At Facebook, we have unique storage scalability challenges when it comes to our data warehouse. Our warehouse stores upwards of 300 PB of Hive data, with an incoming daily rate of about 600 TB. In the last year, the warehouse has seen a 3x growth in the amount of data stored. Given this growth trajectory, storage efficiency is and will continue to be a focus for our warehouse infrastructure.
There are many areas we are innovating in to improve storage efficiency for the warehouse – building cold storage data centers, adopting techniques like RAID in HDFS to reduce replication ratios (while maintaining high availability), and using compression for data reduction before it’s written to HDFS. The most widely used system at Facebook for large data transformations on raw logs is Hive, a query engine based on Corona Map-Reduce used for processing and creating large tables in our data warehouse. In this post, we will focus primarily on how we evolved the Hive storage format to compress raw data as efficiently as possible into the on-disk data format.

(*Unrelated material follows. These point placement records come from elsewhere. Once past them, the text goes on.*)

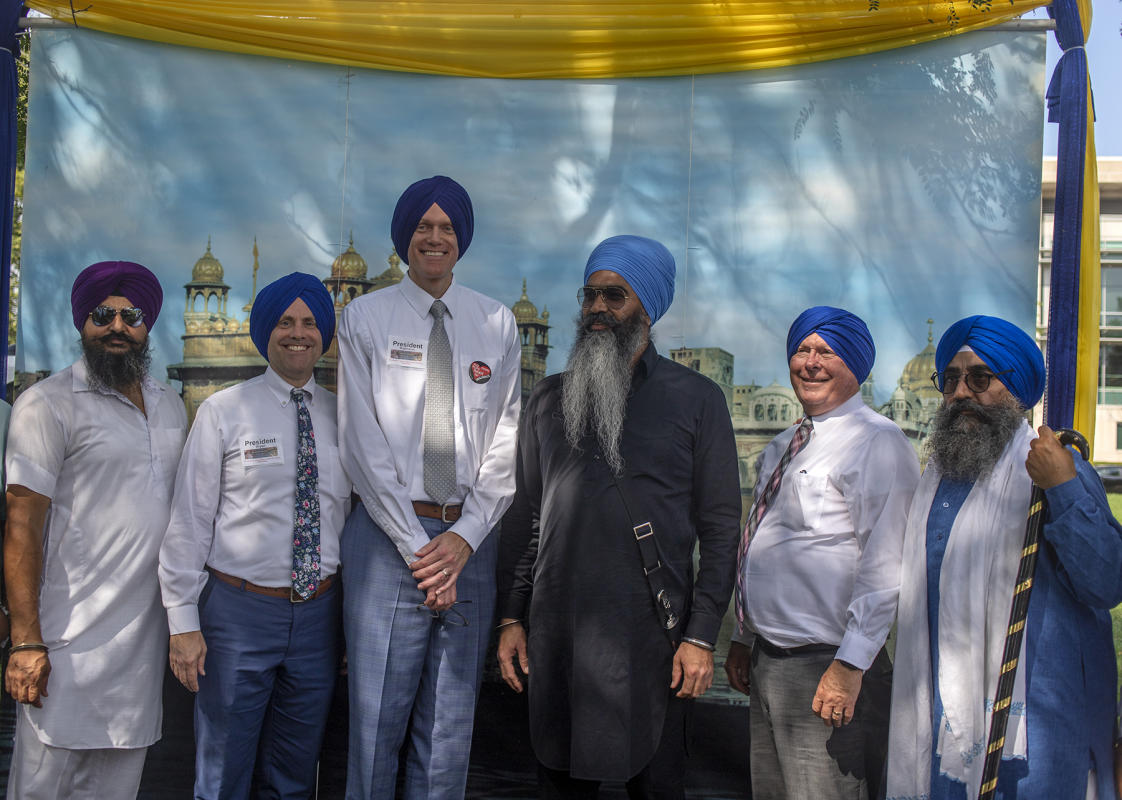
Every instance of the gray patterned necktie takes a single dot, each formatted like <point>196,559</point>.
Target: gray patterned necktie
<point>439,428</point>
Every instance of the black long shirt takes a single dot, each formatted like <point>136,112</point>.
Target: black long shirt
<point>569,563</point>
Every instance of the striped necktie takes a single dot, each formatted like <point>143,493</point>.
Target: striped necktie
<point>305,539</point>
<point>760,507</point>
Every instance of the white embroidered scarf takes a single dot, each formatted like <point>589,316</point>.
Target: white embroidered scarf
<point>975,590</point>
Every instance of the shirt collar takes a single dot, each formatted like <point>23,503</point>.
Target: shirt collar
<point>847,407</point>
<point>282,389</point>
<point>421,301</point>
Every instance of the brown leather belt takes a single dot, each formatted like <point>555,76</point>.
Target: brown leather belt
<point>270,590</point>
<point>444,513</point>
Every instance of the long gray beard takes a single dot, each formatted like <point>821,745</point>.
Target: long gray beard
<point>597,379</point>
<point>116,370</point>
<point>968,448</point>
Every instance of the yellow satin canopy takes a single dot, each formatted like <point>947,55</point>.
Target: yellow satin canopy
<point>542,38</point>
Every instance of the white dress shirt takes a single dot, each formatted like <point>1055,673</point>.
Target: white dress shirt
<point>108,469</point>
<point>383,342</point>
<point>236,492</point>
<point>824,566</point>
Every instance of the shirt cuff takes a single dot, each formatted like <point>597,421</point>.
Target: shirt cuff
<point>857,650</point>
<point>183,618</point>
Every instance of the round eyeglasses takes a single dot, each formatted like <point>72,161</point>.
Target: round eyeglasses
<point>104,315</point>
<point>614,296</point>
<point>977,380</point>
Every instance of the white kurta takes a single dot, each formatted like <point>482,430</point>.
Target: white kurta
<point>108,470</point>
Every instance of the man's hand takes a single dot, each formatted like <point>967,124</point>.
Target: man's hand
<point>1049,463</point>
<point>737,667</point>
<point>26,679</point>
<point>187,656</point>
<point>438,566</point>
<point>512,642</point>
<point>692,669</point>
<point>836,696</point>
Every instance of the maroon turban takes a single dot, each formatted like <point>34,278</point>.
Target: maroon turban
<point>121,278</point>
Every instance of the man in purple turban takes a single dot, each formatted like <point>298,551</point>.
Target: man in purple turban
<point>626,462</point>
<point>97,444</point>
<point>428,414</point>
<point>962,552</point>
<point>248,568</point>
<point>818,575</point>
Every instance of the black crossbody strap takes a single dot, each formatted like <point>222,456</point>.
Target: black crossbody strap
<point>652,568</point>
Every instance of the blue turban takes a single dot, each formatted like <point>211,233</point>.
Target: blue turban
<point>274,300</point>
<point>121,278</point>
<point>1002,346</point>
<point>644,264</point>
<point>846,333</point>
<point>444,192</point>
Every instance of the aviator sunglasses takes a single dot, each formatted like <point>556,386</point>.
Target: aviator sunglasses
<point>614,296</point>
<point>104,315</point>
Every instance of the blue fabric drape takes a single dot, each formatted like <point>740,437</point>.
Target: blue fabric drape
<point>1067,104</point>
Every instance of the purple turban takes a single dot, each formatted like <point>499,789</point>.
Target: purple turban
<point>846,333</point>
<point>274,300</point>
<point>644,264</point>
<point>444,192</point>
<point>1002,346</point>
<point>121,278</point>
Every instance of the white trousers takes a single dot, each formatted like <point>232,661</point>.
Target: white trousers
<point>42,772</point>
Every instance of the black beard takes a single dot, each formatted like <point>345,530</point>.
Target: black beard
<point>597,379</point>
<point>966,448</point>
<point>116,370</point>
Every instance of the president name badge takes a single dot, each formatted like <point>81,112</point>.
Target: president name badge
<point>405,351</point>
<point>258,451</point>
<point>479,373</point>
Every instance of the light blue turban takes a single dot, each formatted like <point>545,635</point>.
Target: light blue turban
<point>419,198</point>
<point>274,300</point>
<point>846,333</point>
<point>644,264</point>
<point>1001,346</point>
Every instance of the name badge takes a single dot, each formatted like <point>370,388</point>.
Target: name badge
<point>406,351</point>
<point>261,451</point>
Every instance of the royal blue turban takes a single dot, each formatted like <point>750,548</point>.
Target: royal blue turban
<point>444,192</point>
<point>846,333</point>
<point>1002,346</point>
<point>121,278</point>
<point>274,300</point>
<point>644,264</point>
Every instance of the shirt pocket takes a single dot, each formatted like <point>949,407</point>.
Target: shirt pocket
<point>810,493</point>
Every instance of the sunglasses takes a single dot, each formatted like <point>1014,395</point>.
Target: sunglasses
<point>614,296</point>
<point>104,315</point>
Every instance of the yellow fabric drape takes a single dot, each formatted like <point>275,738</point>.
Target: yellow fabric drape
<point>542,38</point>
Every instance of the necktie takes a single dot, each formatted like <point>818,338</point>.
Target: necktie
<point>305,538</point>
<point>760,507</point>
<point>439,429</point>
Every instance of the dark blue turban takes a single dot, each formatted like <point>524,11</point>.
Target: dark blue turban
<point>121,278</point>
<point>1002,346</point>
<point>644,264</point>
<point>274,300</point>
<point>444,192</point>
<point>846,333</point>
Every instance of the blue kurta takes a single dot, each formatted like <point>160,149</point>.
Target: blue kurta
<point>1068,647</point>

Data that is loaded into tables in the warehouse is primarily stored using a storage format originally developed at Facebook: Record-Columnar File Format (RCFile). RCFile is a hybrid columnar storage format that is designed to provide the compression efficiency of a columnar storage format, while still allowing for row-based query processing. The core idea is to partition Hive table data first horizontally into row groups, then vertically by columns so that the columns are written out one after the other as contiguous chunks.
Figure 1: RCFile – Each table consists of row groups that are laid out in a columnar fashion on disk
When the columns in a row group are written to disk, RCFile compresses each column individually using a Codec like Zlib/Lzo. The reader uses lazy decompression of columns, so if the user runs a query over a subset of columns in a table, RCFile skips decompression and deserialization of the columns that are not needed. On average, RCFile provided us 5x compression over a representative sample of raw data stored in our data warehouse.
Beyond RCFile: What was next?
As the volume of data stored in our warehouse continued to grow, engineers on the team began investigating techniques to improve compression efficiency. The investigations focused on column-level encodings such as run-length encoding, dictionary encoding, frame of reference encoding, and better numeric encodings to reduce logical redundancies at the column level prior to running it through a codec. We also experimented with new column types (for example: JSON is used very heavily across Facebook, and storing JSON in a structured fashion allows for efficient queries as well as removing common JSON metadata across column values). Our experiments indicated that column-specific encodings (when applied judiciously) could provide significant improvements in compression over RCFile.
Around the same time, HortonWorks had also begun investigating similar ideas for an improved storage format for Hive. The HortonWorks engineering team designed and implemented ORCFile’s on-disk representation and reader/writer. This provided us a great starting point for a new storage format for the Facebook data warehouse.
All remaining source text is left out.